Photo courtesy of Riley Silverman

Riley Silverman

As someone who spent the first half of her career in the closet before coming out as a woman, I definitely felt the gap in self-deprecating humor as a performer. It was something I did a lot pre-transition, partly because I was so miserable and partly because it worked. But after I came out, I felt like there was way more of a need to flat-out own who I was onstage. I felt like any time I came across like I had some shame in who I was, the audience would pick up on it and bring back an energy of perhaps there was something wrong with me. But when I was confident to the point of comedic arrogance, the crowd was super on board with me too.

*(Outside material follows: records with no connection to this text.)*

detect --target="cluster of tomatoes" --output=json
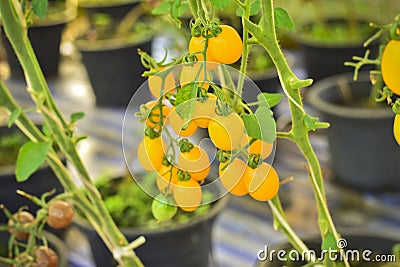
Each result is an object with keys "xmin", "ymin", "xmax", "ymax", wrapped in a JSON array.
[
  {"xmin": 4, "ymin": 200, "xmax": 74, "ymax": 267},
  {"xmin": 381, "ymin": 39, "xmax": 400, "ymax": 145},
  {"xmin": 137, "ymin": 24, "xmax": 280, "ymax": 220}
]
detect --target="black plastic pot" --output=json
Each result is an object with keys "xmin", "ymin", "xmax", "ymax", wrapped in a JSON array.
[
  {"xmin": 74, "ymin": 195, "xmax": 228, "ymax": 267},
  {"xmin": 0, "ymin": 126, "xmax": 64, "ymax": 223},
  {"xmin": 1, "ymin": 23, "xmax": 65, "ymax": 79},
  {"xmin": 0, "ymin": 230, "xmax": 69, "ymax": 267},
  {"xmin": 75, "ymin": 37, "xmax": 152, "ymax": 107},
  {"xmin": 307, "ymin": 72, "xmax": 400, "ymax": 190},
  {"xmin": 1, "ymin": 3, "xmax": 74, "ymax": 79},
  {"xmin": 295, "ymin": 19, "xmax": 379, "ymax": 81},
  {"xmin": 258, "ymin": 230, "xmax": 400, "ymax": 266}
]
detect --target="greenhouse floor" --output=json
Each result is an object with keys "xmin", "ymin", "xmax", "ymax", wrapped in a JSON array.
[{"xmin": 5, "ymin": 49, "xmax": 400, "ymax": 267}]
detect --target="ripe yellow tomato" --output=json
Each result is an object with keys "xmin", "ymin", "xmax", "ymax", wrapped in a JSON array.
[
  {"xmin": 394, "ymin": 114, "xmax": 400, "ymax": 145},
  {"xmin": 240, "ymin": 135, "xmax": 273, "ymax": 159},
  {"xmin": 148, "ymin": 67, "xmax": 176, "ymax": 99},
  {"xmin": 208, "ymin": 112, "xmax": 244, "ymax": 150},
  {"xmin": 381, "ymin": 40, "xmax": 400, "ymax": 95},
  {"xmin": 208, "ymin": 25, "xmax": 243, "ymax": 64},
  {"xmin": 156, "ymin": 164, "xmax": 179, "ymax": 194},
  {"xmin": 178, "ymin": 145, "xmax": 210, "ymax": 173},
  {"xmin": 137, "ymin": 136, "xmax": 166, "ymax": 171},
  {"xmin": 167, "ymin": 107, "xmax": 197, "ymax": 137},
  {"xmin": 189, "ymin": 36, "xmax": 214, "ymax": 62},
  {"xmin": 173, "ymin": 179, "xmax": 202, "ymax": 212},
  {"xmin": 219, "ymin": 158, "xmax": 247, "ymax": 196},
  {"xmin": 142, "ymin": 100, "xmax": 171, "ymax": 129},
  {"xmin": 192, "ymin": 94, "xmax": 217, "ymax": 128},
  {"xmin": 180, "ymin": 63, "xmax": 210, "ymax": 89},
  {"xmin": 243, "ymin": 163, "xmax": 280, "ymax": 201}
]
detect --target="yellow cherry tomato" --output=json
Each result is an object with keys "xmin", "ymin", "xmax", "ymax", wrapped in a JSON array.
[
  {"xmin": 180, "ymin": 63, "xmax": 210, "ymax": 89},
  {"xmin": 240, "ymin": 135, "xmax": 273, "ymax": 159},
  {"xmin": 243, "ymin": 163, "xmax": 280, "ymax": 201},
  {"xmin": 137, "ymin": 136, "xmax": 166, "ymax": 171},
  {"xmin": 394, "ymin": 114, "xmax": 400, "ymax": 145},
  {"xmin": 208, "ymin": 25, "xmax": 243, "ymax": 64},
  {"xmin": 167, "ymin": 107, "xmax": 198, "ymax": 137},
  {"xmin": 148, "ymin": 67, "xmax": 176, "ymax": 99},
  {"xmin": 173, "ymin": 179, "xmax": 202, "ymax": 212},
  {"xmin": 208, "ymin": 112, "xmax": 244, "ymax": 150},
  {"xmin": 219, "ymin": 158, "xmax": 248, "ymax": 196},
  {"xmin": 178, "ymin": 145, "xmax": 210, "ymax": 173},
  {"xmin": 192, "ymin": 94, "xmax": 217, "ymax": 128},
  {"xmin": 156, "ymin": 164, "xmax": 179, "ymax": 194},
  {"xmin": 381, "ymin": 40, "xmax": 400, "ymax": 95}
]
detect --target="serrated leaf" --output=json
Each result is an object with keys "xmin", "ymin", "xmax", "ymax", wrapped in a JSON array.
[
  {"xmin": 304, "ymin": 114, "xmax": 319, "ymax": 131},
  {"xmin": 210, "ymin": 0, "xmax": 229, "ymax": 10},
  {"xmin": 236, "ymin": 0, "xmax": 260, "ymax": 16},
  {"xmin": 8, "ymin": 109, "xmax": 22, "ymax": 128},
  {"xmin": 175, "ymin": 83, "xmax": 197, "ymax": 122},
  {"xmin": 255, "ymin": 107, "xmax": 276, "ymax": 143},
  {"xmin": 16, "ymin": 141, "xmax": 52, "ymax": 182},
  {"xmin": 70, "ymin": 112, "xmax": 85, "ymax": 124},
  {"xmin": 258, "ymin": 93, "xmax": 283, "ymax": 108},
  {"xmin": 274, "ymin": 7, "xmax": 294, "ymax": 30},
  {"xmin": 152, "ymin": 0, "xmax": 171, "ymax": 15},
  {"xmin": 243, "ymin": 114, "xmax": 261, "ymax": 140},
  {"xmin": 32, "ymin": 0, "xmax": 48, "ymax": 19}
]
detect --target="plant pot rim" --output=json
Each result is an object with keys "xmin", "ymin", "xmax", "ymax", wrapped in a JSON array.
[
  {"xmin": 307, "ymin": 72, "xmax": 394, "ymax": 119},
  {"xmin": 0, "ymin": 230, "xmax": 69, "ymax": 267},
  {"xmin": 31, "ymin": 3, "xmax": 77, "ymax": 27},
  {"xmin": 74, "ymin": 34, "xmax": 153, "ymax": 51},
  {"xmin": 74, "ymin": 194, "xmax": 229, "ymax": 235},
  {"xmin": 78, "ymin": 0, "xmax": 140, "ymax": 8},
  {"xmin": 292, "ymin": 17, "xmax": 373, "ymax": 48}
]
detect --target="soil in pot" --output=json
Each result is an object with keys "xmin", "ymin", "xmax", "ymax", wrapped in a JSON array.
[
  {"xmin": 295, "ymin": 19, "xmax": 379, "ymax": 81},
  {"xmin": 258, "ymin": 230, "xmax": 400, "ymax": 267},
  {"xmin": 0, "ymin": 126, "xmax": 64, "ymax": 223},
  {"xmin": 307, "ymin": 72, "xmax": 400, "ymax": 190},
  {"xmin": 1, "ymin": 1, "xmax": 74, "ymax": 79},
  {"xmin": 0, "ymin": 230, "xmax": 69, "ymax": 267},
  {"xmin": 75, "ymin": 172, "xmax": 228, "ymax": 267}
]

I don't think that means self-depreciation is off the table entirely, and I definitely feel like often some of the things that are worth poking fun at about myself about are the things that people outside of my specific experience suddenly find themselves surprised at how much they relate to, and that bridges gaps in ways that I love, and is part of why I enjoy comedy. But like Gadsby, I've also been physically assaulted for who I am, and like her I've also struggled at times to find the way to talk about it onstage. Struggled to both make it work as a comedic bit but also remain as true to life of what happened. I think where she and I veer off is that her ultimate realization is that comedy may not be the best art form for dealing with one's legit traumas, and I'm still internalizing it as a shortcoming of my own comedic skill that I just haven't found the way to make it work yet.

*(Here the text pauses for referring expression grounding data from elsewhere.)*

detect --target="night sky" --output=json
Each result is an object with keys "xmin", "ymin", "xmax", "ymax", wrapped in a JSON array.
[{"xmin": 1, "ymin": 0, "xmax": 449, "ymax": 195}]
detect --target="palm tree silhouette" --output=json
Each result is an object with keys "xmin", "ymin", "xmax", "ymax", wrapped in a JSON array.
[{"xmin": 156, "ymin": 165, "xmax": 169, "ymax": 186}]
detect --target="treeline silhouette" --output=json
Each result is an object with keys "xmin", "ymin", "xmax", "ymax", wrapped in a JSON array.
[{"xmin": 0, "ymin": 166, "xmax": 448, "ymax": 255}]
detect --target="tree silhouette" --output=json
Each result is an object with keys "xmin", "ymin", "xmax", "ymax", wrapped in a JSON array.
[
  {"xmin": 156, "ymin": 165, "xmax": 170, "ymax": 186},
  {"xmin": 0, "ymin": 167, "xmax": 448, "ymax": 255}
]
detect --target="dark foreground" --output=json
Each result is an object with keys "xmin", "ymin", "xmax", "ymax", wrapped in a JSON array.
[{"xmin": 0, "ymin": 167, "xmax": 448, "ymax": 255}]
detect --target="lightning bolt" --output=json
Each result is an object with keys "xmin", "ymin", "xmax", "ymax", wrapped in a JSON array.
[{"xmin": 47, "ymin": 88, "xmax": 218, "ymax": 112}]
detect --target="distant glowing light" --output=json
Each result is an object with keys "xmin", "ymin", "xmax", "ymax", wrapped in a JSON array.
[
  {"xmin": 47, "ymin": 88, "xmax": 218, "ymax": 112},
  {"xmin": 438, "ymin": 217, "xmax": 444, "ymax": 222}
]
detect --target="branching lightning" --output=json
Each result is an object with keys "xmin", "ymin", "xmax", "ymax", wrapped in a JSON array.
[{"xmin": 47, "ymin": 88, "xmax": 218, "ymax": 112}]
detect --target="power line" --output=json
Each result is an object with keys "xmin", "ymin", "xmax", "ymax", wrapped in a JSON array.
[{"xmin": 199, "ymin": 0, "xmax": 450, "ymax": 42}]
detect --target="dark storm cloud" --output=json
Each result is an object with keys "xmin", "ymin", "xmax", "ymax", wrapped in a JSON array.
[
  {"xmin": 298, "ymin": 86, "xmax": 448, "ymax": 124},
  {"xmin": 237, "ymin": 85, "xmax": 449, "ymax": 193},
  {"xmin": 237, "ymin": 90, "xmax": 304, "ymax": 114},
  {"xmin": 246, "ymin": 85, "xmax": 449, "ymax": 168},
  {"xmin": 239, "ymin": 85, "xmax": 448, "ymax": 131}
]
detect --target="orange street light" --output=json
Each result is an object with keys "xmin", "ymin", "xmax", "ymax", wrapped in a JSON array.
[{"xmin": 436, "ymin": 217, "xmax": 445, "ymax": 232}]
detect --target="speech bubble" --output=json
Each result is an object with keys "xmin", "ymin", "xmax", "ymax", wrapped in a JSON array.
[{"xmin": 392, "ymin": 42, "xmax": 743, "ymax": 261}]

Photo courtesy of Caitlin Gill

Caitlin Gill

I enjoyed Nanette very much. It felt like some inside baseball connected on a very broad level, which is interesting. It's powerful, vulnerable, brilliantly composed, and funny.

It's a pleasure to watch people who didn't enjoy it melt down about it. It clearly gets under your skin, whether you thought you liked it or not. Gadsby's thoughts on self-deprecating humor are spot on, and her exploration of standup as a balance of tension and release were perfectly articulated. My own style and approach to comedy means I have some different theories. She distills "joke" down to its simplest definition: a question with a surprise answer. My distillation is a bit different. Insufferably, here it is: two contradictory ideas that both appear to be true. I'm splitting nerd hairs here. Basically it's just two ways of saying cognitive dissonance.

This is the kind of extra specific thought that popped up while I was watching. I didn't disagree with Gadsby, I thought about how my own thoughts or tricks are different. The special made me think a lot about how and why I do comedy. I do it with love because I love it. That can be vulnerable, but this is a great special to watch if you need a reminder on how powerful vulnerability can be.

I am thankful for any piece of work that is written for someone other than 18-49 year old dudes. I'm thankful for a woman's perspective not written by or "approved of" by dudes. As a comedy fan, I am much more likely to connect with someone like Gadsby than a long list of boring clones with bloated popularity, so I get a giggle watching people punch their keyboard about it.

Another thought: Since the Me Too movement has been moving through comedy, I have felt this pressure to “fix it” on stage for scared male peers. To write jokes that will make it all OK, or make them feel better, or to make the crowd feel better about it and it’s fucking exhausting. I didn’t realize how much I needed a long, strong, unapologetic set.

Danielle Radford

I am a storytelling comic. There is a long line of storytelling comics. I don’t understand why this special made folks suddenly cranky.

Nanette made me feel stuff. It’s OK if it didn’t make you feel stuff. Comedy is subjective. Some comics yell other comics’ innermost insecurities in front of large crowds for sport and then take them out to breakfast and that’s comedy. Some lay themselves bare in sets about their family life and failures in a set up/punch style and that’s comedy. Some folks show up to open mics buck ass naked because *Tim Allen noise* and that... happens. There’s room for ALL of it. Comedy is a large umbrella. Enjoy what speaks to you. Don’t stress about the rest because it doesn’t affect you, you weirdo.

Quotes lightly edited for length and clarity.